Carroll was born in Assumption, Illinois on 22 September 1876 to James J. Carroll and Eliza Brown Booker. On 9 January 1901 in Assumption, Illinois he married Mary Jane Conley.[1] By 1918 he had moved to Montana where he worked as a clerk for the Montana Supreme Court.[2] He moved to California around 1927. He was secretary of the Northwest Chamber of Commerce, a member of the Municipal League and of the executive council of the Holy Name Society. He lived with his family at 226 Rampart Boulevard.
He died on 9 February 1939 in Los Angeles, California at the age of 62 after a surgical procedure. Surviving were his widow, Mary Jane; three sons, Leo, John and James T. Carroll, Jr.; and three daughters, Betty, Joan and Kathleen.[3]
Carroll was appointed temporarily to the 12th District seat by the City Council on March 17, 1931, by eight votes for him, one vote for former Councilman Douglas Eads Foster and one vote for Lois Williams, Ford's secretary.
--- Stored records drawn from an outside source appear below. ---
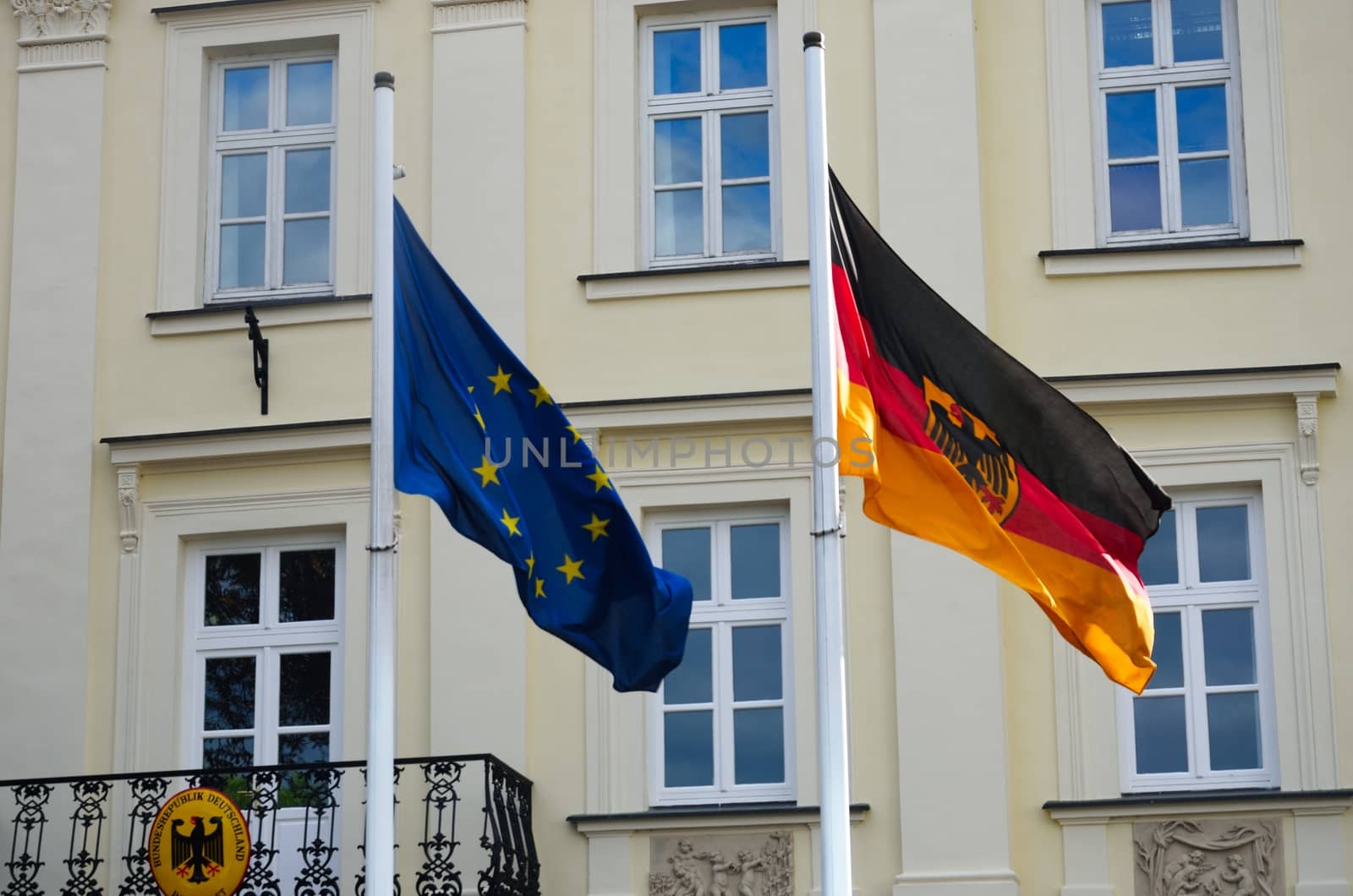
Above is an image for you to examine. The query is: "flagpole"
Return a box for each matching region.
[365,72,395,896]
[803,31,851,896]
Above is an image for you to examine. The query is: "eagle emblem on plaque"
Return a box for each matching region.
[146,788,249,896]
[924,376,1019,522]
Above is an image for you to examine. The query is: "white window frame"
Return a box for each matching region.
[647,507,797,806]
[205,50,340,304]
[1116,489,1279,793]
[638,9,781,268]
[183,533,345,768]
[1087,0,1250,245]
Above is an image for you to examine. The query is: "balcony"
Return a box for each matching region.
[0,754,540,896]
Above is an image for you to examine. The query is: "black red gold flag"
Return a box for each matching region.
[830,173,1170,693]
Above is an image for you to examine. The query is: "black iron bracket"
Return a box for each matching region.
[245,304,268,416]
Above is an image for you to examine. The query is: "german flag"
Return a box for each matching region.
[830,175,1170,693]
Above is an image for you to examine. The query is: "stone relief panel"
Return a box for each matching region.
[648,831,794,896]
[1132,819,1285,896]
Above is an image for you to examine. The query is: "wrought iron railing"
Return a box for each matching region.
[0,754,540,896]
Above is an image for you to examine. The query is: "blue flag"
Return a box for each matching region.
[395,202,692,691]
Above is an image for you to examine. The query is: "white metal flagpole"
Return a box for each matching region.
[803,31,851,896]
[367,72,395,896]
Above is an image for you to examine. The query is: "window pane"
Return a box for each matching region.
[277,653,330,727]
[733,626,783,701]
[1180,158,1234,227]
[724,184,770,252]
[201,554,262,626]
[663,628,715,707]
[1103,0,1155,69]
[286,148,329,214]
[201,738,253,768]
[221,223,266,290]
[663,527,710,606]
[1207,691,1263,772]
[282,218,329,286]
[221,153,268,221]
[733,707,785,784]
[732,522,780,599]
[1146,613,1184,691]
[287,63,334,128]
[1108,162,1161,232]
[654,189,705,256]
[654,29,699,96]
[719,112,770,180]
[1132,697,1188,774]
[1175,84,1230,153]
[1202,608,1258,685]
[663,709,715,788]
[1170,0,1222,63]
[654,117,705,185]
[1197,505,1250,582]
[201,657,257,731]
[1137,511,1180,585]
[277,549,334,623]
[719,22,767,90]
[221,65,268,131]
[1104,90,1157,158]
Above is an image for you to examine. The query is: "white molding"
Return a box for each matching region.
[1053,365,1338,406]
[1044,0,1301,250]
[159,0,375,315]
[431,0,526,34]
[108,423,370,466]
[1044,246,1301,277]
[151,299,370,336]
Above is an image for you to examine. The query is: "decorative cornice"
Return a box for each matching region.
[1295,392,1321,486]
[431,0,526,34]
[9,0,112,72]
[118,463,140,554]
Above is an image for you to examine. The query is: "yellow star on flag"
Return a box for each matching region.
[555,554,586,585]
[489,364,512,396]
[474,455,507,487]
[587,464,614,491]
[526,383,555,407]
[583,513,611,541]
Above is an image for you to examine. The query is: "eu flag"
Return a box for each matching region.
[395,202,692,691]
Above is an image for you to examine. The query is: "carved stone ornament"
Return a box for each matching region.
[648,831,794,896]
[1296,392,1321,486]
[1132,819,1285,896]
[118,464,140,554]
[9,0,112,42]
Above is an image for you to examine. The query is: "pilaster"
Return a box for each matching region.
[0,0,111,777]
[430,0,529,768]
Carroll said he would not be a candidate for the full two-year term beginning July 1 and that he would retain Mrs. Williams in her position.[4] He did run for the balance of the unexpired term in the May 1933 election and was chosen over the other candidate for the short-term job, George W. Scott. He thus served about fourteen weeks as council member for District 12.
Carroll was a candidate for the Democratic nomination for Congress in the 14th District in the August 1934 primary election.[5]